ARROW-11595: [C++][NIGHTLY:test-conda-cpp-valgrind] Avoid branching on potentially indeterminate values in GenerateBitsUnrolled #9471

bkietz · 2021-02-11T14:51:20Z

Comparison kernels generate an output bitmap for all array values, including those masked by a null bit. This should be fine since the indeterminate bits are also masked in the output but valgrind still triggers on the branching in GenerateBitsUnrolled.

Fix: replace branching with equivalent multiplication.

…n potentially indeterminate values in GenerateBitsUnrolled

github-actions · 2021-02-11T14:51:42Z

https://issues.apache.org/jira/browse/ARROW-11595

pitrou · 2021-02-11T15:05:01Z

Unless I'm missing something, it seems we should avoid indeterminate bits in the comparison output.

bkietz · 2021-02-11T15:13:49Z

The indeterminate bits result from applying comparisons to values under null bits; if we wanted to avoid doing those comparisons we'd lose some performance since we'd no longer decouple comparison from null handling

pitrou · 2021-02-11T15:19:47Z

How were the values under null bits generated? If they're indeterminate it basically means they might leak private data.

bkietz · 2021-02-11T15:45:03Z

Consider the following test case:

TEST(TestCompareKernel, AdHoc) {
  int32_t definitely_not_init[4];
  Int32Array null_int32s(4, Buffer::Wrap(definitely_not_init, 4), *AllocateEmptyBitmap(4));

  auto null_bools = CallFunction("equal", {
    null_int32s.data(),
    ArrayFromJSON(int32(), "[1,2,3,4]"),
  })->array_as<BooleanArray>();

  ASSERT_EQ(null_bools->null_count(), 4);
}

We don't make guarantees about null_bools->Value(2); its value is allowed to be indeterminate. If we want to take responsibility for never accessing values under null bits that will be a much larger project

pitrou · 2021-02-11T15:46:43Z

You should fix null_int32s to have initialized values. The fact that the compare kernel can return indeterminate bits for indeterminate inputs is not a problem; the problem is the existence of indeterminate input.

bkietz · 2021-02-16T16:16:17Z

In the first place IIUC the above test case is legal within the arrow format: 'Array slots which are null are not required to have a particular value; any "masked" memory can have any value'.

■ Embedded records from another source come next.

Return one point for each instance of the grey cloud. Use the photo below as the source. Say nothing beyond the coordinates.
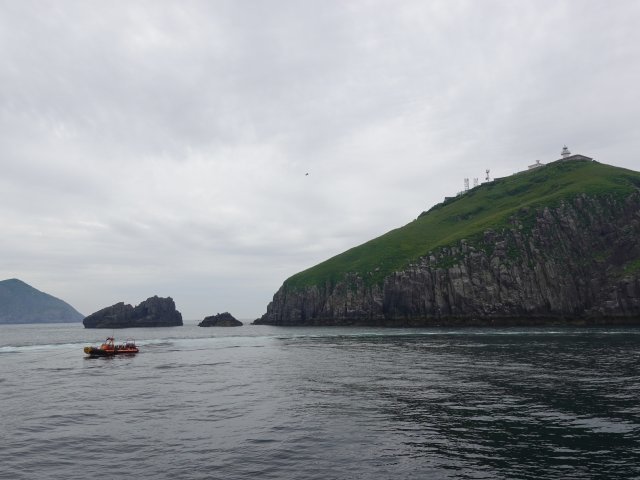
(161, 147)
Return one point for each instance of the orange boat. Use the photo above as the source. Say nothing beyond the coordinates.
(109, 348)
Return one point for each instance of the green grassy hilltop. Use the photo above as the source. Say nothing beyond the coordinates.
(467, 216)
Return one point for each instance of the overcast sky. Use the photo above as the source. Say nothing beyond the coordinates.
(161, 147)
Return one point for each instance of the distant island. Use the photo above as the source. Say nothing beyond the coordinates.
(220, 320)
(558, 244)
(153, 312)
(21, 303)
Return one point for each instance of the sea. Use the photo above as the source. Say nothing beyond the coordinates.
(262, 402)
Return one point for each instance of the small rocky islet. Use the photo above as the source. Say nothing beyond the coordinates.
(224, 319)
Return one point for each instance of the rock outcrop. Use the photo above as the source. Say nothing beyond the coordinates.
(577, 262)
(220, 320)
(153, 312)
(21, 303)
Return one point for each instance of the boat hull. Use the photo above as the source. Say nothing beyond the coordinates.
(100, 352)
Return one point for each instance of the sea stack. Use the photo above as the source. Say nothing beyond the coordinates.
(220, 320)
(153, 312)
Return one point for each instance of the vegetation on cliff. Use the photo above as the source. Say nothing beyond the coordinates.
(556, 245)
(468, 216)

Given an array with indeterminate values underneath a null slot, it is indeed expected that the compare kernel will produce indeterminate bits. However this should not trigger valgrind unless one of those indeterminate bits is branched on, which should never happen since they are also masked by null bits and so may not be accessed.

As for why this test case generated indeterminate values: when casting to pre-allocatable types like uint8 from null, we don't initialize the values buffer. We could change this and ensure that casting from null will always produce well-defined values under null bits, but that seems unnecessary.

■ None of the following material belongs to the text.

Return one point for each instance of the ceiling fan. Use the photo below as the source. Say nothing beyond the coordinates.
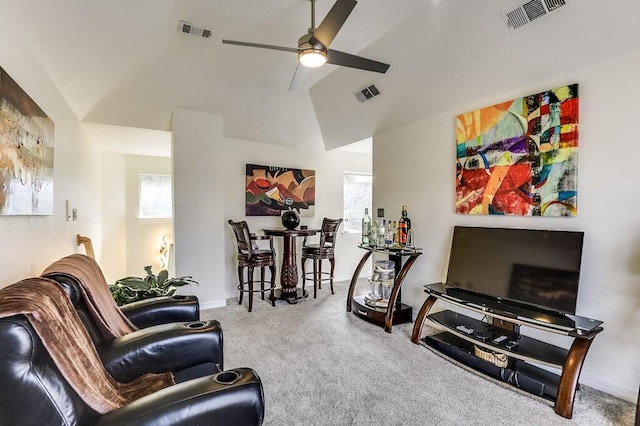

pitrou · 2021-02-16T16:27:24Z

Two things need to be distinguished here: 1) the format spec does not mandate any specific value for null-masked value slots 2) that should not allow an implementation to leak private data in null-masked value slots.

when casting to pre-allocatable types like uint8 from null, we don't initialize the values buffer

By "don't initialize the values buffer", I take it that we're allocating an uninitialized values buffer. The problem is that the allocator may (and often will) recycle previously allocated memory. This previously allocated memory could contain anything - for example an authorization token, a S3 password or a private SSH key, if the application engages in such activities. Then the uninitialized buffer can be sent as-is via Arrow IPC, and the previously allocated data is leaked.

bkietz · 2021-02-16T16:45:15Z

Handling this doesn't seem like the responsibility of the arrow library; if a buffer is allocated for storage of sensitive data then doesn't the burden fall to whoever allocated it to ensure that buffer is overwritten before freeing it?

pitrou · 2021-02-16T16:54:21Z

I don't think you'll find a lot of software that takes care to secure-erase a S3 private key after having used it. I'm not sure the AWS SDK for C++ even does it.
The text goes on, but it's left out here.